In a recent New York Times "The New Old Age" post, author Paula Span broached the subject of drinking problems in assisted living facilities. Ms. Span references a study performed by a University of Pittsburgh "team" to determine whether there is, indeed, a problem. The short answer remains: No one really knows.

The "study" referenced by Ms. Span was conducted by interviewing "[m]ore than 800 aides working in assisted living facilities in Pennsylvania." Why weren't the actual residents interviewed? First, funding was insufficient to conduct such a study. Second, there's a little thing called denial! The specter of alcohol abuse in assisted living facilities is certainly raised in article, however. Consider these statistics:

  • Nearly 70 percent of assisted living residents drank alcohol.
  • More than a third drank daily.
  • Twelve percent had abused alcohol (defined as drinking enough to cause “physical or psychosocial harm”) in the past three months.
  • Almost 20 percent had experienced an apparent influence on their health from alcohol use in the past three months.

Ms. Span also points out the fact that, because so many assisted living facility residents are on medications, the interaction between alcohol and medicine is a real problem.
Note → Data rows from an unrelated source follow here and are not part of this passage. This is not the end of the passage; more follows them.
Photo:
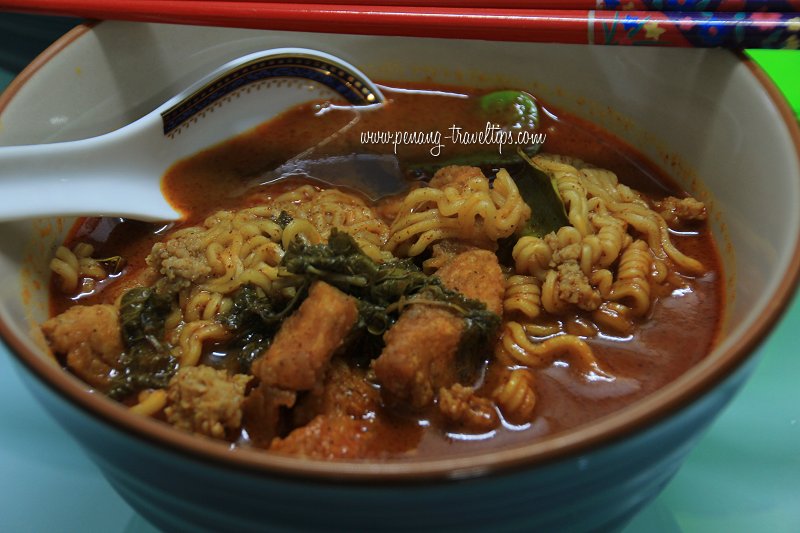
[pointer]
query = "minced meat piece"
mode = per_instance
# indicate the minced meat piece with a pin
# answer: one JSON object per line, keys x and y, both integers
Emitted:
{"x": 455, "y": 176}
{"x": 204, "y": 400}
{"x": 328, "y": 437}
{"x": 299, "y": 355}
{"x": 574, "y": 287}
{"x": 263, "y": 411}
{"x": 89, "y": 337}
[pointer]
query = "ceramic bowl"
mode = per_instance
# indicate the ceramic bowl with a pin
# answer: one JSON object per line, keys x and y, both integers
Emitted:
{"x": 707, "y": 117}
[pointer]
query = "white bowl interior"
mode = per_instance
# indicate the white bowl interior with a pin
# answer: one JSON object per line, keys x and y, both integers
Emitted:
{"x": 700, "y": 114}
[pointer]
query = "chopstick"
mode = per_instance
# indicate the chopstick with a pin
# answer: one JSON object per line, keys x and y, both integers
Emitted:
{"x": 634, "y": 28}
{"x": 748, "y": 6}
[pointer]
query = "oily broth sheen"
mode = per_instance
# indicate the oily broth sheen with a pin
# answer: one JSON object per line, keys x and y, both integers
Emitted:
{"x": 226, "y": 176}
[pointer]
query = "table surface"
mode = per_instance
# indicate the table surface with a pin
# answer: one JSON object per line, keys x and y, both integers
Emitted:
{"x": 744, "y": 476}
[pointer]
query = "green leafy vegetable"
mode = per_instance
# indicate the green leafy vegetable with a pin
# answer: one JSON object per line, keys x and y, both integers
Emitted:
{"x": 513, "y": 110}
{"x": 541, "y": 195}
{"x": 382, "y": 290}
{"x": 146, "y": 362}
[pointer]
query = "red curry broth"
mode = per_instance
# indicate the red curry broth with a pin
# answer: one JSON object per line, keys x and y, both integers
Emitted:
{"x": 226, "y": 176}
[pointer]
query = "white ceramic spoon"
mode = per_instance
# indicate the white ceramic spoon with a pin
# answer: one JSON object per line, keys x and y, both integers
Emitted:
{"x": 119, "y": 173}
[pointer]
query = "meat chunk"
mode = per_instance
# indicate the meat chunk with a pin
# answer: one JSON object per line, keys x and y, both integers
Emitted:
{"x": 263, "y": 413}
{"x": 470, "y": 412}
{"x": 421, "y": 348}
{"x": 206, "y": 401}
{"x": 419, "y": 356}
{"x": 89, "y": 337}
{"x": 298, "y": 357}
{"x": 476, "y": 274}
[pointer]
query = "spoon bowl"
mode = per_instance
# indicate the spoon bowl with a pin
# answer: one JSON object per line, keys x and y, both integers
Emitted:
{"x": 119, "y": 173}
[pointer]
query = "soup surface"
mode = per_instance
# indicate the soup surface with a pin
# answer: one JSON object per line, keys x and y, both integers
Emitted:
{"x": 477, "y": 309}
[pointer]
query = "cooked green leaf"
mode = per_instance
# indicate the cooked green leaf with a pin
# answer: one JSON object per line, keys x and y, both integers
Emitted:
{"x": 147, "y": 362}
{"x": 541, "y": 195}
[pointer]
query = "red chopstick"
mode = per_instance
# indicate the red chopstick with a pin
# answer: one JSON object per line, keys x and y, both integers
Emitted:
{"x": 776, "y": 6}
{"x": 637, "y": 28}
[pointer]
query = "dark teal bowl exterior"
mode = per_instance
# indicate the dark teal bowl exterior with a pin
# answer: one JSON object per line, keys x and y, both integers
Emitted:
{"x": 597, "y": 491}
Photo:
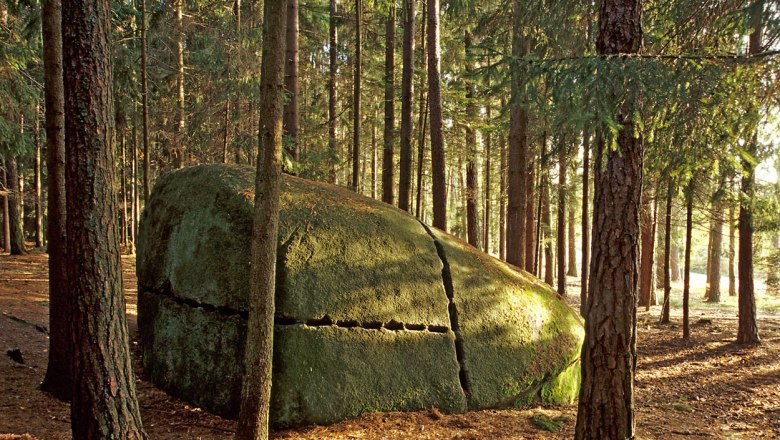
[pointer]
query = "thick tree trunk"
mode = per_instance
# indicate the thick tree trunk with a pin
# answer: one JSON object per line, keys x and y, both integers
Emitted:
{"x": 291, "y": 119}
{"x": 356, "y": 98}
{"x": 606, "y": 402}
{"x": 57, "y": 381}
{"x": 388, "y": 164}
{"x": 585, "y": 213}
{"x": 560, "y": 241}
{"x": 14, "y": 217}
{"x": 434, "y": 96}
{"x": 407, "y": 93}
{"x": 253, "y": 423}
{"x": 104, "y": 403}
{"x": 518, "y": 149}
{"x": 687, "y": 263}
{"x": 332, "y": 71}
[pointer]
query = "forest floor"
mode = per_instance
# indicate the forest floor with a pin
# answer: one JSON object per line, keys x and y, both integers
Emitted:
{"x": 707, "y": 387}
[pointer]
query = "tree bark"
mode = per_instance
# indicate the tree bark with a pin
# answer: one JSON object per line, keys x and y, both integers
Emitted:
{"x": 747, "y": 329}
{"x": 356, "y": 98}
{"x": 388, "y": 164}
{"x": 291, "y": 118}
{"x": 561, "y": 217}
{"x": 434, "y": 97}
{"x": 407, "y": 93}
{"x": 104, "y": 403}
{"x": 606, "y": 402}
{"x": 57, "y": 381}
{"x": 253, "y": 423}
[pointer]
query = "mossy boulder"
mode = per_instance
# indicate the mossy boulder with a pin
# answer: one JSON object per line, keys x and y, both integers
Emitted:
{"x": 375, "y": 311}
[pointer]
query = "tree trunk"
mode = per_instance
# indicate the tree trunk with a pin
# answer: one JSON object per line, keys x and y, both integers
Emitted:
{"x": 585, "y": 213}
{"x": 606, "y": 402}
{"x": 57, "y": 381}
{"x": 646, "y": 262}
{"x": 14, "y": 222}
{"x": 145, "y": 101}
{"x": 560, "y": 231}
{"x": 356, "y": 98}
{"x": 291, "y": 119}
{"x": 253, "y": 423}
{"x": 434, "y": 96}
{"x": 387, "y": 139}
{"x": 104, "y": 403}
{"x": 332, "y": 71}
{"x": 407, "y": 93}
{"x": 687, "y": 263}
{"x": 518, "y": 149}
{"x": 667, "y": 246}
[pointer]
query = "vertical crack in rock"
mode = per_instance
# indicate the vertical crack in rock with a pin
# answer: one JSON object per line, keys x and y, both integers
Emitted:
{"x": 446, "y": 276}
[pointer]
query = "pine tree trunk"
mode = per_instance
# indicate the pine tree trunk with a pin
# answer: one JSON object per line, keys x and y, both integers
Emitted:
{"x": 356, "y": 98}
{"x": 253, "y": 422}
{"x": 518, "y": 150}
{"x": 104, "y": 403}
{"x": 606, "y": 402}
{"x": 561, "y": 217}
{"x": 407, "y": 93}
{"x": 434, "y": 97}
{"x": 332, "y": 71}
{"x": 291, "y": 118}
{"x": 57, "y": 381}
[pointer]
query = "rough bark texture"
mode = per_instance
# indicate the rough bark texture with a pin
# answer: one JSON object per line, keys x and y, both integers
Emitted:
{"x": 291, "y": 119}
{"x": 356, "y": 98}
{"x": 387, "y": 139}
{"x": 518, "y": 150}
{"x": 407, "y": 93}
{"x": 434, "y": 99}
{"x": 747, "y": 329}
{"x": 57, "y": 381}
{"x": 560, "y": 230}
{"x": 606, "y": 403}
{"x": 104, "y": 403}
{"x": 253, "y": 423}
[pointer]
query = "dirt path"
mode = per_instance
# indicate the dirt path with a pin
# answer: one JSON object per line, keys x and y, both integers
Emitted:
{"x": 705, "y": 388}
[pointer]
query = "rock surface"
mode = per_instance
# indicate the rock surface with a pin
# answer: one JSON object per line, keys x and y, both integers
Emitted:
{"x": 375, "y": 311}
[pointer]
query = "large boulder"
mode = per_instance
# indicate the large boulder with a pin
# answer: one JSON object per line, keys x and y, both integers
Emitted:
{"x": 375, "y": 310}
Finally, the research reveals what we all know...as you age, you can no longer drink as much as you used to be able to drink without adverse affect.

As Ms. Span says: "So might the two or three beers with friends that caused no harm 30 years ago be contributing to your father’s falls now that he is in assisted living? Guess who has been elected to start that conversation." 

It is up to you! Check on your loved one. Just because an assisted living facility allows drinking, does not mean it is the right thing to do! On the other hand, it may not be as bad as you think!